Ph.D. student Theresa Lafavor researches how children succeed in chaotic situations

Sometimes, the best research questions are the most personal. That’s the case for child development doctoral student Theresa Lafavor, who was inspired to study children who succeed against the odds.

Lafavor’s dissertation will examine how children succeed despite homelessness or similar challenges. But unlike previous studies that have focused on executive function, such as the ability to regulate behavior or to plan, Lafavor’s work focuses more on the social and the emotional.

For three and a half months, she and her colleagues studied families at two homeless shelters in Minneapolis as part of an ongoing study directed by Institute of Child Development Professor Ann Masten. They concentrated on children between the ages of 9 and 11 and gathered data related to family history, each child’s school progress, and social and emotional abilities.

“We’re evaluating things like their ability to read emotions in people’s expressions or asking them about hypotheticals, like why someone might bump into them while standing in line,” Lafavor explains.

In the process, the team is attempting to determine whether children who are more socially and emotionally developed are better equipped to succeed despite the difficulties of homelessness.

The question has real resonance for Lafavor. She was removed from her birth mother’s custody when she was two and a half and placed with a foster family that eventually adopted her—and that broke up when the couple divorced. “I was basically removed from one kind of chaotic situation and placed in another kind,” she says.

But Lafavor went on to earn her B.A. in child clinical psychology at Smith College, then worked at Massachusetts General Hospital in Boston. As she worked with children who struggled with autism and other behavioral regulation problems, she wondered how the strategies they were learning would work in less supportive environments. She also wondered why she had been able to thrive and succeed while others raised in similarly chaotic environments had different outcomes.
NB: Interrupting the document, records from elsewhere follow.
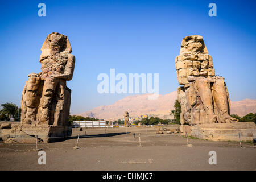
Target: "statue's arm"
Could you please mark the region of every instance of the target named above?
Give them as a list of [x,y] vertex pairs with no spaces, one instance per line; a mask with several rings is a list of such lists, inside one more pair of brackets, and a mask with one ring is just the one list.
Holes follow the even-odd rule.
[[55,77],[65,80],[71,80],[73,78],[73,73],[74,72],[75,63],[75,56],[72,54],[69,54],[68,56],[68,61],[65,67],[64,73],[55,75]]

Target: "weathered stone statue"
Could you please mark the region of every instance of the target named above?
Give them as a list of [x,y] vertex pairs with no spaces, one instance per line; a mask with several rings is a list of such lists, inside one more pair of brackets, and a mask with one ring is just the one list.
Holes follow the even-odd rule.
[[129,113],[127,111],[125,111],[123,116],[125,117],[125,127],[129,127]]
[[28,75],[22,92],[21,123],[68,126],[75,56],[68,37],[53,32],[41,48],[42,72]]
[[224,78],[215,76],[212,56],[200,35],[183,39],[175,59],[181,125],[229,123],[230,102]]
[[70,136],[68,121],[71,90],[66,81],[73,77],[75,56],[68,37],[49,34],[41,48],[42,72],[28,75],[21,101],[20,124],[5,126],[5,143],[34,143],[37,136],[43,142]]

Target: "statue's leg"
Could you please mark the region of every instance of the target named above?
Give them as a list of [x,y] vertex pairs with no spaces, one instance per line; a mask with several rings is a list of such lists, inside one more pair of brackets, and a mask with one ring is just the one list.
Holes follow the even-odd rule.
[[213,110],[213,100],[209,80],[204,78],[197,80],[195,86],[204,106],[204,110],[200,111],[200,123],[216,122],[217,116]]
[[42,94],[42,82],[35,76],[28,77],[22,92],[21,122],[24,124],[35,123],[36,113]]
[[56,81],[54,78],[48,77],[44,80],[38,113],[38,124],[48,125],[49,123],[49,113],[56,84]]
[[64,81],[59,81],[56,89],[56,107],[54,113],[54,123],[53,125],[62,125],[64,118],[61,118],[61,111],[63,110],[64,98],[65,93],[65,88],[66,86]]
[[229,115],[229,107],[228,96],[226,90],[224,80],[216,79],[213,86],[213,97],[214,98],[218,114],[221,122],[231,122],[231,117]]

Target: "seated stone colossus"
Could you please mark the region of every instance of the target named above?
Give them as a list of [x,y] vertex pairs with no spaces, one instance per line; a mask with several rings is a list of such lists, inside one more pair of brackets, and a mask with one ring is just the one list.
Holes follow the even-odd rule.
[[73,77],[75,59],[67,36],[52,32],[41,48],[42,72],[28,75],[21,101],[21,123],[69,126],[71,90],[66,81]]
[[212,57],[202,36],[183,39],[175,67],[179,83],[183,85],[177,89],[181,125],[237,122],[230,115],[230,101],[224,78],[215,76]]

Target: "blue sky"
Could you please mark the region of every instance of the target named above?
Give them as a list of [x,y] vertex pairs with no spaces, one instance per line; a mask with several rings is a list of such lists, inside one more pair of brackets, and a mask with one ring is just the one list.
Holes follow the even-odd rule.
[[[38,5],[46,5],[39,17]],[[217,17],[208,5],[217,5]],[[71,113],[128,94],[99,94],[98,74],[159,73],[159,93],[176,90],[174,60],[182,39],[200,35],[232,101],[256,99],[255,1],[6,1],[0,6],[0,104],[20,105],[27,75],[40,72],[48,34],[68,36],[76,56]]]

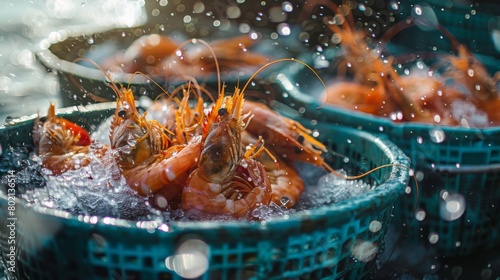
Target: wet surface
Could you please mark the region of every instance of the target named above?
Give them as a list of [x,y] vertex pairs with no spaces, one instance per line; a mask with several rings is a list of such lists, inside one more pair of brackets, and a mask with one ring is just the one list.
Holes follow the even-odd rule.
[[[54,30],[109,18],[104,15],[116,18],[117,11],[123,14],[124,10],[120,9],[127,5],[122,1],[119,9],[115,2],[119,1],[11,1],[3,5],[0,10],[0,124],[10,117],[44,113],[50,102],[61,106],[56,75],[41,66],[34,56],[38,42]],[[142,8],[134,1],[125,1],[125,4],[132,15],[137,15],[134,9]],[[486,280],[500,277],[498,247],[460,258],[446,258],[430,245],[415,246],[404,238],[397,242],[395,231],[387,236],[386,255],[380,260],[380,271],[373,277],[375,279]],[[429,244],[428,241],[424,243]],[[397,248],[387,261],[387,254],[395,244]],[[0,279],[2,277],[0,269]]]
[[0,124],[6,118],[45,112],[50,102],[60,107],[57,77],[35,57],[42,39],[53,31],[84,25],[136,25],[144,20],[143,6],[132,0],[4,3],[0,10]]

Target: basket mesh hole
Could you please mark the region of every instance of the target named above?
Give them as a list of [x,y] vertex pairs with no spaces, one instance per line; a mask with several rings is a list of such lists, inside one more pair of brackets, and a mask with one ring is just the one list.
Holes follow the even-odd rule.
[[124,258],[125,264],[138,264],[139,263],[139,258],[137,256],[125,256]]
[[150,257],[145,257],[142,261],[143,261],[143,265],[145,267],[152,267],[153,266],[153,259]]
The question led her to the University for graduate school. After completing her dissertation this summer, Lafavor plans to begin a one-year internship at two of the University Medical School’s pediatric clinics.

But Lafavor doesn’t want to be a therapist, essential though that work is; her ambition is to contribute to the understanding that helps therapists help children. “I’m being trained as a researcher, not a clinician,” she says. “The connection between research and practice is what interests me and neither can function without the other.”